I stood there fantasizing — if only every city had an exhibit like the one in Vienna, if only every city took measures such as that to quell antisemitism. Images of Israeli flags lovingly flooding Washington, people uniting together outside the United Nations and unity flooded my mind and I felt pride knowing that that exhibit was part of an ever-important movement to halt rampant antisemitism. Every city should have an exhibit like that to rightfully, at long last, recognize and take responsibility for constant, unrelenting antisemitism.
But suddenly, in the midst of these feelings and thoughts of justice, my mind transported me from Vienna to America. I began to imagine the same exact exhibit, the same exact message, but about racism instead of antisemitism. I imagined that I stood in a federal museum, or even a state museum, in America, in front of an identical exhibit. An exhibit outlining microaggressions, explaining how racism is sometimes systematic, accusing me of racism, and stating that the government, that I, should take responsibility and acknowledge its dark past.

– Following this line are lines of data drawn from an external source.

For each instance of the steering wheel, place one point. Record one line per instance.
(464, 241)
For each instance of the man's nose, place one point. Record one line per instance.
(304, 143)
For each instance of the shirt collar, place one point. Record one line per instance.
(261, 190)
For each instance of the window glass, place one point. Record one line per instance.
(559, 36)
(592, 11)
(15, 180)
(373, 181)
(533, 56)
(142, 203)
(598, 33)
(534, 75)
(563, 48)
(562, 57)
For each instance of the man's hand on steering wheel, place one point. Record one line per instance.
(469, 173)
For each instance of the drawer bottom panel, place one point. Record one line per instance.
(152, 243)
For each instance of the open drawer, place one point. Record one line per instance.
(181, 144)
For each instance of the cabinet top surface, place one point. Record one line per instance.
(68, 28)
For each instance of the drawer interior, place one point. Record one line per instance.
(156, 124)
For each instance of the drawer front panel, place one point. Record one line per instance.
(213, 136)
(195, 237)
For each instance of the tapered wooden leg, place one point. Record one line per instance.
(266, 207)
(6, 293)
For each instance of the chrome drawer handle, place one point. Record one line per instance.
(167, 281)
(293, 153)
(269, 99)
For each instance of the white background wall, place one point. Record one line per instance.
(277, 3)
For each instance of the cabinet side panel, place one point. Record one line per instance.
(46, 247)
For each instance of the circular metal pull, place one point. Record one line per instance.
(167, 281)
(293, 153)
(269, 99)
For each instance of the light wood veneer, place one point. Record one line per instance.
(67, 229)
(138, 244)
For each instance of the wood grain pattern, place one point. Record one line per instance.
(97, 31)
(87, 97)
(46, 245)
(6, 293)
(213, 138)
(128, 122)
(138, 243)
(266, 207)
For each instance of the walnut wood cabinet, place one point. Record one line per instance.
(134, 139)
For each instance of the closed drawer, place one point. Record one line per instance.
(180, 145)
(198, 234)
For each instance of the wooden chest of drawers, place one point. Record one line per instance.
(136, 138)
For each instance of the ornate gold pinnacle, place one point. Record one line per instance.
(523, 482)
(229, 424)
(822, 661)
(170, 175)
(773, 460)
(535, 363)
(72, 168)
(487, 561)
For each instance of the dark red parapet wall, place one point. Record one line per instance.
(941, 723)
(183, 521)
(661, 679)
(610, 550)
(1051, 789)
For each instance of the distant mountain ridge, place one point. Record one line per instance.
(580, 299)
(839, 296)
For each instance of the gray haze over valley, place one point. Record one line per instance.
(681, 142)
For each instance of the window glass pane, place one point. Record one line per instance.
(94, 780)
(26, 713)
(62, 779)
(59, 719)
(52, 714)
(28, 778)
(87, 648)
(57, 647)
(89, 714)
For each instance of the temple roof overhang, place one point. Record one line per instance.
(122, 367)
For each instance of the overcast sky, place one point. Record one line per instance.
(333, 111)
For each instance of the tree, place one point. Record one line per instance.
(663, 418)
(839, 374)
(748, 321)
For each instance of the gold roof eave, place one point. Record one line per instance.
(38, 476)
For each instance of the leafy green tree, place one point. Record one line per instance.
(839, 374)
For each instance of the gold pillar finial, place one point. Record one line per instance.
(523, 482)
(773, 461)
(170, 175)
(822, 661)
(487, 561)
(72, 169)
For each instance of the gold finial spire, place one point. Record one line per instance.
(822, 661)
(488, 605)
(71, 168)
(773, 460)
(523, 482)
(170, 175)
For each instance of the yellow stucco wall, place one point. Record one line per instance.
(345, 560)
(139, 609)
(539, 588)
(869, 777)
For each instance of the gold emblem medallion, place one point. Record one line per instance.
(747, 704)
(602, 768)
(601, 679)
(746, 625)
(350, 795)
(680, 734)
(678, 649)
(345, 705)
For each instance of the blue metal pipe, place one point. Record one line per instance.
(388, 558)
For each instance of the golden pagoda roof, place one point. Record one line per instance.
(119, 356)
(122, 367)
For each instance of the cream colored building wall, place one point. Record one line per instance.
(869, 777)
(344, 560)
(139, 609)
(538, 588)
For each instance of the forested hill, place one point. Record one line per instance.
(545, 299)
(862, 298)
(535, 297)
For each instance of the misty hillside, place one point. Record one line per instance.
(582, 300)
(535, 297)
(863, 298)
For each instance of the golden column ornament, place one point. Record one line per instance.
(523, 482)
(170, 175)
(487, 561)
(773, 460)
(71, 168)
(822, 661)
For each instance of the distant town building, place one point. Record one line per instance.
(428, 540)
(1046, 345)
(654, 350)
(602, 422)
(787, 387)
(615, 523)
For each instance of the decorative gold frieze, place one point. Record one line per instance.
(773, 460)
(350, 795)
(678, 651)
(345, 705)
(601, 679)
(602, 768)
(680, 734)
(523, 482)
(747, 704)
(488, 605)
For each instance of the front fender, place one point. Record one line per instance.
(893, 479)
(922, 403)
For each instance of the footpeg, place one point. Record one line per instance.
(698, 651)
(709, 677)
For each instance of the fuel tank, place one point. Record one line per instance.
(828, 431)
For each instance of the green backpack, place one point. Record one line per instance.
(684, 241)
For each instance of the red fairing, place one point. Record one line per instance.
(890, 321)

I was imagining this identical exhibit with the same messages and the same panels, but my feelings, my thoughts about it, could not be more different. I felt I was being accused of crimes which I did not commit, I was being unjustly lectured. Images of BLM riots, college campus encampments and chaos raced through my head, and I felt an anger and frustration rise inside of me. The feelings of importance and of justice exemplified by the previous exhibit wholly dissipated. Instead, imagining myself across from the exhibit on racism, I felt anger and frustration.
Instead of feelings of justice and pride, I imagined that exhibit with scoffing and resentment. It was clearly a ploy of the silly “woke agenda,” and it was absurd to have an exhibit lecturing me about crimes that are unfounded. I quickly dismissed that entire exhibit as being presumptuous and “woke.”
But in the midst of these feelings and thoughts of injustice, I was brought back to the Austrian Parliament — I was standing in front of the exhibit on antisemitism again, and my vision of justice and importance came surging back.
I couldn’t figure out what the difference was. Why was it that one exhibit felt like it was of the utmost importance and utmost justice, while I viewed the other as silly and unfounded? Why was it that I attributed so much importance to one, but dismissed the other for being “woke?”
I understood why I felt pride in front of one and not the other since, obviously and even correctly, I feel more pride and see more importance in the one which is about me and my people. It makes sense to have a greater appreciation for the exhibit which is about me.
But why were my associations with the one that wasn’t about me only of anarchy, extremism and heartlessness, ignoring the underlying point of the exhibit? Why did I completely reject one and completely laud the other?
I knew with certainty that the answer to my questions was not to completely and blindly accept the “woke agenda,” but I wasn’t sure what I should think of it. I wasn’t quite sure what the differences between the two exhibits were, and I wasn’t quite sure why I felt contradictory feelings between them.
As a Jew who is raised up when standing in front of the exhibit on antisemitism, should I feel the same way when standing in front of the same exhibit on racism? How should I, as a Jew, feel about the exhibit when it isn’t about me?